What guides do you have in mind? I understand your comments it ultimately relies on what your use to and comfortable with. They use to cast over the Astrodome imaging that? I met the champ or so I was told on Galveston fishing pier his reel seat was a foot from the butt.


----------



## 01milburnsc (Aug 16, 2006)

Fuji - BNLG hardloy or PacBay - BTVHG hialoy.

Also thought of going with some single foot toward the tip to leave some action for loading, and reduce a little weight.

That's kind of what I was thinking for the butt length. Haven't tried it yet of course.


----------



## gordaskipper (Feb 26, 2010)

*Guides and spacing*

There always some forgiveness in taller guides they sit up higher off the blank especially for spacing as you had concerns about that...I don't usually build spinning rods if I do they are short and one piece. As you mention weight can become an issue if too many guides are used obviously. 

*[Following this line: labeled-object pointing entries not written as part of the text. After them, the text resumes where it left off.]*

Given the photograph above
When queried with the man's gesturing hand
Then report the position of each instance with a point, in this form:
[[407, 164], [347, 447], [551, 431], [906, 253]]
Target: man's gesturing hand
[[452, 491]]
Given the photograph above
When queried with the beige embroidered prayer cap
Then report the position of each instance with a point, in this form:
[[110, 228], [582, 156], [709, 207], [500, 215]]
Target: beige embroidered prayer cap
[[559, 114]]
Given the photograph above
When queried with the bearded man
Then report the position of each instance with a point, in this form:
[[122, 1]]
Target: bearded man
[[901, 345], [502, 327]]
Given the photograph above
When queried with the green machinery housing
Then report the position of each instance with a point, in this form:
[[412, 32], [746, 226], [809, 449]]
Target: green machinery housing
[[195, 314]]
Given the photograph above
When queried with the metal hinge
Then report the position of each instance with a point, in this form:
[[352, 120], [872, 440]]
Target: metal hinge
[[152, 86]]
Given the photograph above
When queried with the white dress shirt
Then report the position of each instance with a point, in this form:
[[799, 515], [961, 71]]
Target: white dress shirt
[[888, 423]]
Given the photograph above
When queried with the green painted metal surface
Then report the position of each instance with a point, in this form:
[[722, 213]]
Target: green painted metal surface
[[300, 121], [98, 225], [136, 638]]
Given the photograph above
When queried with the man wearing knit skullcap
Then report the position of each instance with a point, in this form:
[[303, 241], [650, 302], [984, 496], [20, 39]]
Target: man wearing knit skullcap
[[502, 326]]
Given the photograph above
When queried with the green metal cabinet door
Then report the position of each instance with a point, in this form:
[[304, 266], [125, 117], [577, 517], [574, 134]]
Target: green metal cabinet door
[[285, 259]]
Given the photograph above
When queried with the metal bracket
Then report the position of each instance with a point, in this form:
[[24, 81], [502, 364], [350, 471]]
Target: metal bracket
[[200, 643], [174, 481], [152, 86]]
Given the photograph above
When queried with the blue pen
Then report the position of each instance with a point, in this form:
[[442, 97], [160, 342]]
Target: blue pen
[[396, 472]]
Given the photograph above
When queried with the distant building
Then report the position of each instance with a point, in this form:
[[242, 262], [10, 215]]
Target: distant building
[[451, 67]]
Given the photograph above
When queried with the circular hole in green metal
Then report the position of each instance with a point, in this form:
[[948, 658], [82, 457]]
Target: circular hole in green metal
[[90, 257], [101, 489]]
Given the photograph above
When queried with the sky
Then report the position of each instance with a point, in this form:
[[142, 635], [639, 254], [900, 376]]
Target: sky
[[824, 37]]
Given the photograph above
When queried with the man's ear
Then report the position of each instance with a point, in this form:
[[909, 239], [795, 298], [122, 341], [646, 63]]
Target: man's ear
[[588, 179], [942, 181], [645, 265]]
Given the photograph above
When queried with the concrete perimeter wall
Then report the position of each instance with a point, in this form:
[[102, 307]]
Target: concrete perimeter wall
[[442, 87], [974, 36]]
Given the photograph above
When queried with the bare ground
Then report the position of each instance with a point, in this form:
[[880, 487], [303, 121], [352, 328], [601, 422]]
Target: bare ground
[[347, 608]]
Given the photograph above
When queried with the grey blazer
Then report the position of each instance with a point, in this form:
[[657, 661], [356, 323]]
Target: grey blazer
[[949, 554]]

As talked about here by others you have to load your blank up with guides attach the reel you're going to fish with provided you should have that section built. Here is what I do: I tie my line to a bumper hitch tighten the drag all the way down and look at guide spacing by lifting really hard. I don't like to see a sharp angle on my rods one extra guide could fix... so this planning is critical.

I don't build rods of your type however if you use braid Hialoy material would not be my choice of ring unless it is budgetary... nor would using single foot guides they are fragile for a surf rod IMO. Maybe someone else has more experience and can chime in? This is a spinning rod so not sure of cause and effect?

I'm currently building a Tuna spinning rod for on a Calstar GF775XH with Fugi TitaniumTKWSG guides and the roller guides and tip...sounds crazy huh? pics to come


----------